Forum editorial: Cramer throws ’em a curveball

Kevin Cramer has been a party man all his political life. A former North Dakota Republican Party chairman and executive director, he’s run for public office several times as a loyal party member and with the imprimatur of the party apparatus.

Not this time. This time, Cramer will preside over an unprecedented political defection from Republican ranks and party orthodoxy.

The two-term member of the state Public Service Commission,

two-time unsuccessful endorsed candidate for the U.S. House, and 2010 unsuccessful candidate for his party’s endorsement for the U.S. House, is going it alone. He will not compete with five other Republicans for the party’s nod for the U.S. House at the upcoming endorsement convention. He will bypass the entire process and run in the June primary against the candidate who wins the party’s support.
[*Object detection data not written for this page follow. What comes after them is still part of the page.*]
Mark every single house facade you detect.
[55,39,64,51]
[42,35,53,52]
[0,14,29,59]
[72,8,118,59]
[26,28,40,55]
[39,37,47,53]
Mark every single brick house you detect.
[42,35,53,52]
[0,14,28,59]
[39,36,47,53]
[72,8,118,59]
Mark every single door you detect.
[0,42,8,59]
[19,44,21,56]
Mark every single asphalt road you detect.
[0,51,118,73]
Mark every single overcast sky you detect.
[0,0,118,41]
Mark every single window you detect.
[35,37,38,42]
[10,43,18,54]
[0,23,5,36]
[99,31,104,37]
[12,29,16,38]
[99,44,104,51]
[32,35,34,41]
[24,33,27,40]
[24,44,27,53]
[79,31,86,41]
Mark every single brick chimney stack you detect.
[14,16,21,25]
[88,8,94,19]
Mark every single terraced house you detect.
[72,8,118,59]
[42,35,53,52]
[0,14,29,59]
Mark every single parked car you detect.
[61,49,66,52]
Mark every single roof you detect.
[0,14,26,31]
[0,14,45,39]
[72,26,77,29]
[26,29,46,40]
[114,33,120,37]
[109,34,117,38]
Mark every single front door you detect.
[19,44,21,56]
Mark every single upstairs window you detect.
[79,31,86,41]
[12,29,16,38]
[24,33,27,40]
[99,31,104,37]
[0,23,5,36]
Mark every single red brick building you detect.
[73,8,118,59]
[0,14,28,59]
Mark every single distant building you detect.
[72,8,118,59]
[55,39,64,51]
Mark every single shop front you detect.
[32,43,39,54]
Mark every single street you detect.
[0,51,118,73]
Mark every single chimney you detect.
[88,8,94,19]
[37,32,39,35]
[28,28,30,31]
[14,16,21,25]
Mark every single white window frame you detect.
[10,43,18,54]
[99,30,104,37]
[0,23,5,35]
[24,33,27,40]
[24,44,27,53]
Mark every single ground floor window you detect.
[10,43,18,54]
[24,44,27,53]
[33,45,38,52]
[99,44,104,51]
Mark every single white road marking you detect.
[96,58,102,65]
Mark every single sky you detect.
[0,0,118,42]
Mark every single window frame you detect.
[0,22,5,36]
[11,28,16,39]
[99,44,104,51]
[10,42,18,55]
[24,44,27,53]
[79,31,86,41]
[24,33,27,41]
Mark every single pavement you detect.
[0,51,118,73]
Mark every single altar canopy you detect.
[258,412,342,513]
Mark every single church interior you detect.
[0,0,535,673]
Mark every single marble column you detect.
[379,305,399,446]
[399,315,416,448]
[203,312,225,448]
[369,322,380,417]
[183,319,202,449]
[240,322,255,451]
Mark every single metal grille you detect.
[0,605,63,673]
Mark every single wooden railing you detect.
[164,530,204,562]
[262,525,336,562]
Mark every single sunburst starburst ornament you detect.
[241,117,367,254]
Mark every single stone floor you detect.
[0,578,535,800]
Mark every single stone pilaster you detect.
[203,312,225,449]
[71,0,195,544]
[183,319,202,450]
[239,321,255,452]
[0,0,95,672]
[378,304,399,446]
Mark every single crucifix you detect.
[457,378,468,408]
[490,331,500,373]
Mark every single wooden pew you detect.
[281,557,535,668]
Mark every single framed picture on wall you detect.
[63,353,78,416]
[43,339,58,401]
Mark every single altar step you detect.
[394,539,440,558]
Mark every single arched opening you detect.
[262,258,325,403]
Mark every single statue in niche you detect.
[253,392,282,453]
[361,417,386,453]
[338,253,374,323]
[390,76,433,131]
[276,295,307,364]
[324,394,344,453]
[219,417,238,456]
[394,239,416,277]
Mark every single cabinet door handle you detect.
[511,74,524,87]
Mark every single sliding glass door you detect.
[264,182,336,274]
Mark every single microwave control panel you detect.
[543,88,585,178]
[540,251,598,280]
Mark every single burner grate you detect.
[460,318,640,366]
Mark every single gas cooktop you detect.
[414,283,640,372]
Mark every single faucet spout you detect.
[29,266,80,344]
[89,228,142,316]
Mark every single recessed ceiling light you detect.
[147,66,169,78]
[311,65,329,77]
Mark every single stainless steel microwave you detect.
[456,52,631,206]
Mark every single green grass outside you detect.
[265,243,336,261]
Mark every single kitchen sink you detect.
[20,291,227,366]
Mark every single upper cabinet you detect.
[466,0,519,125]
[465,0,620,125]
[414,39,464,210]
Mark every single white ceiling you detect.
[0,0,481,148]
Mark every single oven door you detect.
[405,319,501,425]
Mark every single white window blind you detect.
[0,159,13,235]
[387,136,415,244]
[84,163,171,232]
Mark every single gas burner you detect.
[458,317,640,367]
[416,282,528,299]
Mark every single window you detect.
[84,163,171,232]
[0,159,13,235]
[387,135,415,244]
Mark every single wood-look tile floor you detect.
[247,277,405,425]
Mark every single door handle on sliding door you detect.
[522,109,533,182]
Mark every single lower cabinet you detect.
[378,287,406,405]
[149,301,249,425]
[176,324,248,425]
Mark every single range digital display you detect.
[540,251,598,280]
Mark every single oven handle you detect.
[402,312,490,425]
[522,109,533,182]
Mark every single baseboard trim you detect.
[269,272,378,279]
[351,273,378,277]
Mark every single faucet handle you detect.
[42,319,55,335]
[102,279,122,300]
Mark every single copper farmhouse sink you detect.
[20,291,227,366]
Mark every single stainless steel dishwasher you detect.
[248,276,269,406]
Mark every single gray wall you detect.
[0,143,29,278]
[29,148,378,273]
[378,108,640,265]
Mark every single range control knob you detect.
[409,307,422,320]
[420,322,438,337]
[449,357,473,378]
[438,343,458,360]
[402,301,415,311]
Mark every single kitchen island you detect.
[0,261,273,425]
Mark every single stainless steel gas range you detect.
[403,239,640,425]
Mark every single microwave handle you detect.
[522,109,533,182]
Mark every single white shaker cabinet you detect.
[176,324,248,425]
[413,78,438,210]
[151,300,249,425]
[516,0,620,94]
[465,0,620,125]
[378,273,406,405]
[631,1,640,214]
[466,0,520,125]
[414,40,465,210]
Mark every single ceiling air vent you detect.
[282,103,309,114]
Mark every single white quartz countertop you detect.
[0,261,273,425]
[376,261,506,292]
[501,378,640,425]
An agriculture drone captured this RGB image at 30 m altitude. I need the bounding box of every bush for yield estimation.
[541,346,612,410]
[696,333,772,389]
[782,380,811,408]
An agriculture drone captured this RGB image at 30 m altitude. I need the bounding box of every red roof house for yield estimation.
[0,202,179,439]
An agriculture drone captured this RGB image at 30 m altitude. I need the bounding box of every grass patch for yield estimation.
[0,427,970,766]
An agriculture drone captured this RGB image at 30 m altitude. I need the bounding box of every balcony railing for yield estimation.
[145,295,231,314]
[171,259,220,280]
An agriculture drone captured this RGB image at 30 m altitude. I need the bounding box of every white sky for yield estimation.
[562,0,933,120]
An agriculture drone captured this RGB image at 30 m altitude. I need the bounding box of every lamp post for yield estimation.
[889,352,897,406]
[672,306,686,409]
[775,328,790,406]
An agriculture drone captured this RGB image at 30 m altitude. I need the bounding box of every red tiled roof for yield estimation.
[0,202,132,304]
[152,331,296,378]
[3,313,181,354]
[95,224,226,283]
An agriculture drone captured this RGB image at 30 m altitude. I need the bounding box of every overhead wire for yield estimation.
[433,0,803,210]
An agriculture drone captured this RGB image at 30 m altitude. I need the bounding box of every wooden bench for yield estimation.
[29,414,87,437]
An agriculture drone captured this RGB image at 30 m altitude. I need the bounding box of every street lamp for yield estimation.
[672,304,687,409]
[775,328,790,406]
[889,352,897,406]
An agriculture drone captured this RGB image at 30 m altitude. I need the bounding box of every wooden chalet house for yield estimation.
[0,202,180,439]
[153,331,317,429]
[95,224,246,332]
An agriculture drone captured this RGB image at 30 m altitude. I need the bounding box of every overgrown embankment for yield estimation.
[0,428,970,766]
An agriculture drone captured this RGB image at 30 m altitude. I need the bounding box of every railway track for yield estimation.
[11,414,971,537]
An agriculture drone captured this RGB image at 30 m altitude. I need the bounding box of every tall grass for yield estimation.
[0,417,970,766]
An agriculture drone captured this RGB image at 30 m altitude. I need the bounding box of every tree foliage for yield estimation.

Reactions fall into two camps: Cramer is a sincere and courageous candidate or he’s an opportunistic and selfish traitor. As of late last week, the blizzard of vitriol from the state’s Republican establishment, including from candidates seeking the House endorsement, fell into the latter category.

But by any measure, Cramer’s option is historic and gutsy. He’s hurled a hard, high curveball at his party. To our knowledge, never has a Republican candidate announced before the endorsing convention that he would run in the primary. And never has a mainstream connected, credentialed Republican thrown the party establishment under the bus, as Cramer seems to have done.

Cramer doesn’t see it that way. He believes he has something to offer the voters of the state the other Republican candidates lack, and therefore wants to open the process to more than a few delegates at the convention. He’s made a calculation that he likely would not win the party’s endorsement, so the primary is the only other route he has to run as a Republican. Clearly, he’s willing to suffer the anger of party regulars – many of them his friends – in order to win the chance to take on the Democratic nominee in November.

But by torching the party bridge, he is taking a gamble. If he loses the primary, his political career is over. If he wins, he risks losing support of Republicans who won’t forgive him for bolting the party establishment. They might stay home rather than vote for him. That scenario warms Democrats’ hearts.

This much is certain: Cramer’s bold decision adds yet another fascinating element to a North Dakota election season that already was on its way to being one for the history books.

Forum editorials represent the opinion of Forum management and the newspaper’s Editorial Board.